In the United States, bankruptcy is largely governed by federal law, commonly referred to as the "Bankruptcy Code" ("Code"). The United States Constitution authorizes Congress to enact "uniform Laws on the subject of Bankruptcies throughout the United States". Congress has exercised this authority several times since 1801, including through adoption of the B
U.S. Bank Stadium is an indoor multi-purpose stadium located in Minneapolis, Minnesota, U.S. Built on the former site of the Hubert H. Humphrey Metrodome, the stadium opened in 2016 and is the home venue of the Minnesota Vikings of the National Football League (NFL). It also hosts early season college baseball games of the University of Minnesota Golden Goph
Resolution is handled by the UMA optimistic oracle on Polygon. A proposer submits the outcome, a two-hour dispute window opens, and if no one stakes a counter-claim the payout is final. Contested outcomes escalate to UMA token-holder voting. Payouts clear in USDC to the winning side.
The mechanics for trading "US bank failure by May 31?" are the same as any other PolyGram event contract. Each YES share resolves to $1 if the event happens, or $0 if it doesn't. The current price between 0¢ and 100¢ is the market's probability estimate, set live by the order book.
$6K in lifetime turnover and $2K of resting liquidity puts this market in the below the median by volume for business contracts on PolyGram. Order-book depth is thin — large orders may need to be split across the book or executed as limit orders.

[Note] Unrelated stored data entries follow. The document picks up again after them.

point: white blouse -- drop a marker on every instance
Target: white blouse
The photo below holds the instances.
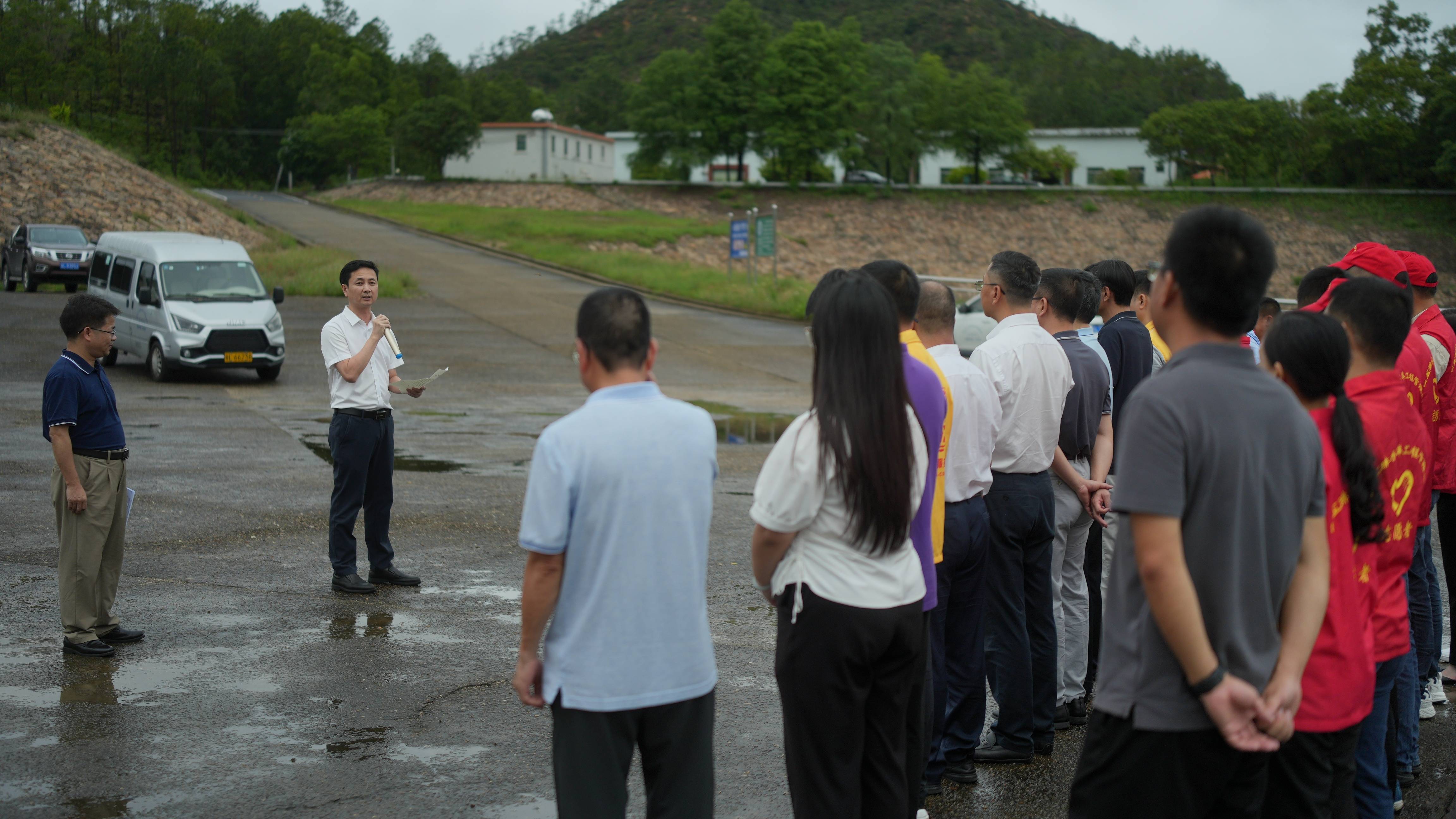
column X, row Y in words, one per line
column 794, row 494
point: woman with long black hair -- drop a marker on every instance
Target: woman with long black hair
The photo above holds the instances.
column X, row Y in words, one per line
column 832, row 550
column 1314, row 773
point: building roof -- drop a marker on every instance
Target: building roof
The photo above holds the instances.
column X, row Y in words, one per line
column 552, row 126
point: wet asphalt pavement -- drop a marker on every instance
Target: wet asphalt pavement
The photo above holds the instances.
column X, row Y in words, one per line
column 260, row 691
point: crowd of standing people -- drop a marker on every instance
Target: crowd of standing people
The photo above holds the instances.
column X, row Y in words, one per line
column 1202, row 531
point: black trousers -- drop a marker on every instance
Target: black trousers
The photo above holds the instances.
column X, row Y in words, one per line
column 363, row 454
column 959, row 637
column 845, row 677
column 1313, row 777
column 1126, row 774
column 592, row 754
column 1021, row 634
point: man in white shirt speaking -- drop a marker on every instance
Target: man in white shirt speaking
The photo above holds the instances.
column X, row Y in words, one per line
column 1033, row 378
column 957, row 624
column 362, row 434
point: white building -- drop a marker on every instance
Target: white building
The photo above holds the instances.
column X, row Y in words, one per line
column 1098, row 151
column 537, row 152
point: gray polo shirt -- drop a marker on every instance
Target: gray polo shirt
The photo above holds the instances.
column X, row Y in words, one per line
column 1224, row 446
column 1090, row 400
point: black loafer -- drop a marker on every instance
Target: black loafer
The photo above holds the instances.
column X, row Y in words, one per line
column 392, row 576
column 351, row 584
column 123, row 636
column 91, row 649
column 998, row 754
column 962, row 773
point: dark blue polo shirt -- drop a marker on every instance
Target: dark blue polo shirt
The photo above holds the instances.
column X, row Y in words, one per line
column 79, row 394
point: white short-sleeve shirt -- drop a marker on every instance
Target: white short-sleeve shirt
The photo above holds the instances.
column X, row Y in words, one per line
column 343, row 337
column 797, row 492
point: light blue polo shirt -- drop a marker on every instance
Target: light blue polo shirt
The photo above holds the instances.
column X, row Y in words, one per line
column 625, row 487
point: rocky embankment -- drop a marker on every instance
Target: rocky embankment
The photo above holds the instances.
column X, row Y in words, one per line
column 53, row 174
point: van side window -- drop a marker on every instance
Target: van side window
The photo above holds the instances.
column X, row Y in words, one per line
column 121, row 272
column 101, row 269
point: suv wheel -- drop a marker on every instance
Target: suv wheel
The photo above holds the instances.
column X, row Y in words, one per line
column 158, row 366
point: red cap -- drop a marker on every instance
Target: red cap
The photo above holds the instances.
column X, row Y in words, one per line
column 1375, row 258
column 1419, row 267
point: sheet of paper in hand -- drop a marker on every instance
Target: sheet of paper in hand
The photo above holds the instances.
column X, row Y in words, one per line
column 405, row 385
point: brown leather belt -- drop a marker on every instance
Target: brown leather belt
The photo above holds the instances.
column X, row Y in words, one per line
column 102, row 454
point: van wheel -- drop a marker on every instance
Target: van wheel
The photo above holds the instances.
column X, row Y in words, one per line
column 158, row 366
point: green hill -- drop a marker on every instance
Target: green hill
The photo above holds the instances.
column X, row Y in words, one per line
column 1068, row 76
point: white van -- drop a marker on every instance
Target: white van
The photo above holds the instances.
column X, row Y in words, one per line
column 188, row 302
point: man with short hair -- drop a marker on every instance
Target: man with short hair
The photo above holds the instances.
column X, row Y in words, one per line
column 362, row 434
column 957, row 626
column 1078, row 467
column 615, row 524
column 1221, row 582
column 89, row 482
column 1131, row 350
column 1033, row 378
column 1375, row 317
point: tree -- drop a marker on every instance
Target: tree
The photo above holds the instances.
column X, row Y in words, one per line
column 811, row 79
column 982, row 117
column 437, row 127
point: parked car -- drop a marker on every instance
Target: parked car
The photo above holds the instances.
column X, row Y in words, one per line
column 188, row 302
column 40, row 254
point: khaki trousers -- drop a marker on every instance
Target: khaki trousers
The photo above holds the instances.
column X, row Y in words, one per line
column 91, row 547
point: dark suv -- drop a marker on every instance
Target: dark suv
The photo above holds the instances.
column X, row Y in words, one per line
column 39, row 254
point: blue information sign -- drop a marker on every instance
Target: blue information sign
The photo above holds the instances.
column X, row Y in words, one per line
column 739, row 240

Last 24 hours alone saw $15 in turnover, consistent with the market's lifetime daily-average pace.
The market has been open for under a month — fresh enough that information asymmetry remains a real factor.
Higher-volume markets tend to have tighter spreads and faster price discovery — meaning the displayed YES/NO percentages are more likely to reflect the true crowd-implied probability rather than a single trader's directional view.
As of today, traders on Polymarket price this outcome at 11%. The number updates continuously as the order book clears. PolyGram mirrors the same live odds with locale-aware formatting and USDC settlement.
Resolution is handled by the UMA optimistic oracle on Polygon. A proposer submits the outcome, a 2-hour dispute window opens, and if uncontested the payout is final. Contested outcomes escalate to UMA token holders.
This prediction market is scheduled to close on 31 May 2026. After the resolving event occurs, settlement typically clears within 24 hours once the UMA optimistic oracle confirms the outcome. All payouts are in USDC on the Polygon network.
To trade on this prediction market, create a free PolyGram account at polygram.ink, deposit USDC via Polygon, and place a YES or NO order on the outcome you believe in. You can learn more on our how-it-works page. Your maximum loss is limited to your stake — there is no leverage or margin.
When the outcome is determined, winning YES shares pay out $1.00 each in USDC, while losing shares pay $0. Settlement is handled by the UMA optimistic oracle on Polygon — a proposer submits the result, a two-hour dispute window opens, and if uncontested, payouts are distributed automatically. You can withdraw your winnings to any Polygon wallet.
Prediction-market positions can lose 100% of staked capital. Outcomes are uncertain by definition — historical accuracy of crowd-implied probabilities is high in aggregate but not for any single market. PolyGram does not provide investment advice. Trade only with capital you can afford to lose.
Regulatory status varies by jurisdiction. Germany, the United States, and most EU countries treat Polymarket-style event contracts under one of three frameworks: financial derivative, gambling product, or unregulated novel asset. Consult local counsel before trading.